This is an open invitation for the community. LinRegOutliers is a Julia package for detecting outliers in linear regression. In its current state, the package contains some pioneering algorithms that have taken place in the literature. The scope of the package is direct and indirect (robust) outlier detection methods in linear regression and multivariate location and scale estimators.
Implementations of the some missing methods assigned to our newly joined friends. There are more!
If you want to have contributions, you are welcome.
This looks very promising. Just one question: the examples all use @formula(y ~ x1 + x2 + x3) etc. Is this required, or would (y,x) work? (where y is a vector and x a matrix)
I made a PR to GLM.jl with Cook’s Distance that I never felt the need to finish (shame on me), perhaps this is a better place for it to live if you don’t have it already.
Not that this isn’t a good feature, but you know that you can generate formulas programmatically, right? if you have a data frame df, you could actually do
Agreed, this works.
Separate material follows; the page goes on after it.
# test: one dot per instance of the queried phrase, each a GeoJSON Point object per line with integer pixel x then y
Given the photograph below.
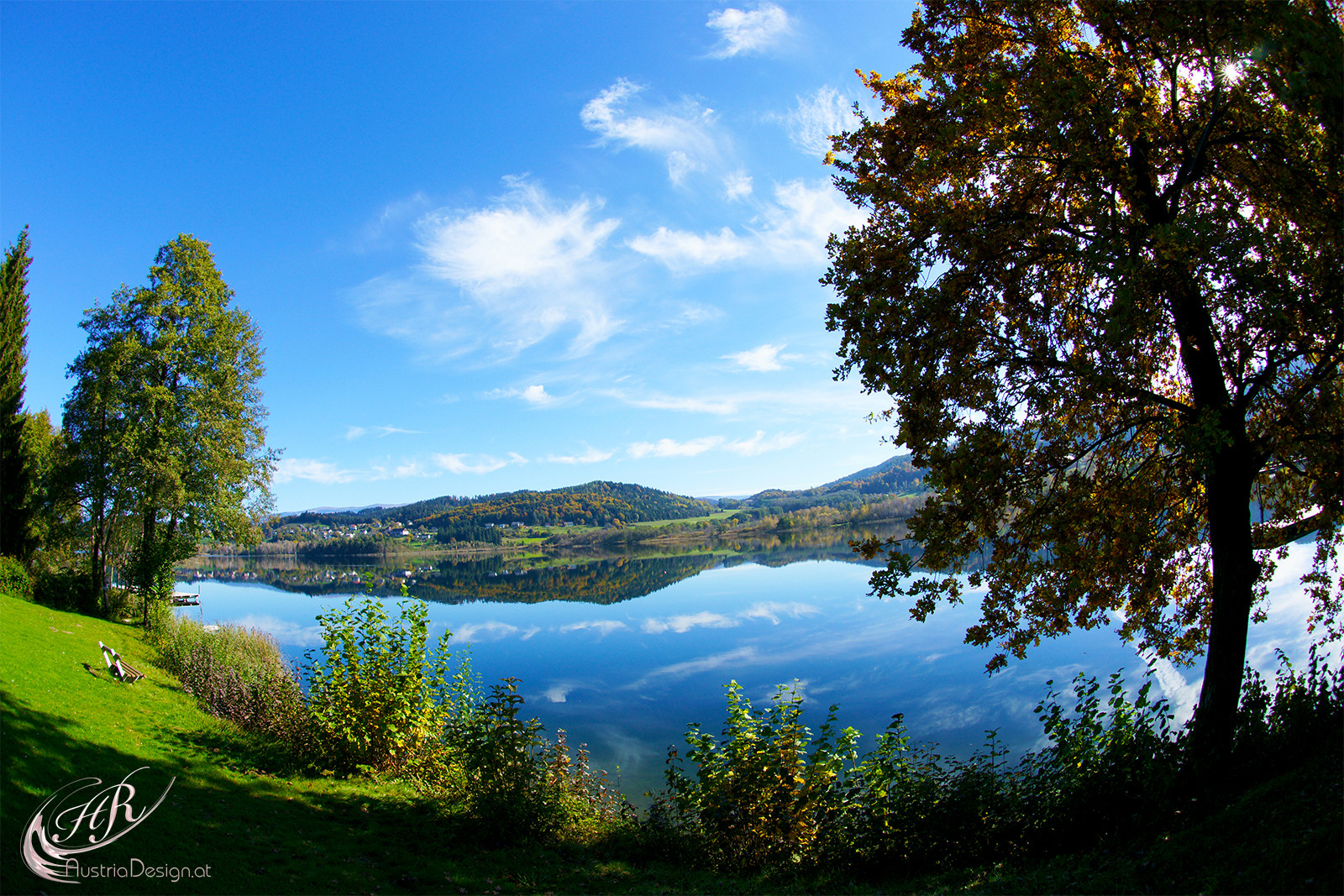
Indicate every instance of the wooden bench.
{"type": "Point", "coordinates": [120, 668]}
It would still be nice if there were methods for (y,x). It’s as simple as it gets and often as good as the more complicated alternatives.
You are right, since the models are linear, the response vector and a design matrix are required and a tuple of (y, X) is enough. However, construction of design matrices takes time as they are not always simple, because of dummy variables, handling variable slopes and intercepts, interactions etc. The FormulaTerm or @formula works well with lm() in GLM. After all, this is the standard way of describing a regression model for both Julia GLM and R users.
Thank to multiple dispatch feature of Julia, we may have many methods for an algorithm.
@Paul_Soderlind opened a new issue for this, I offered to have second definitions of all methods that accepts data in the form of (y, X) tuple. He said he could help whenever he had time.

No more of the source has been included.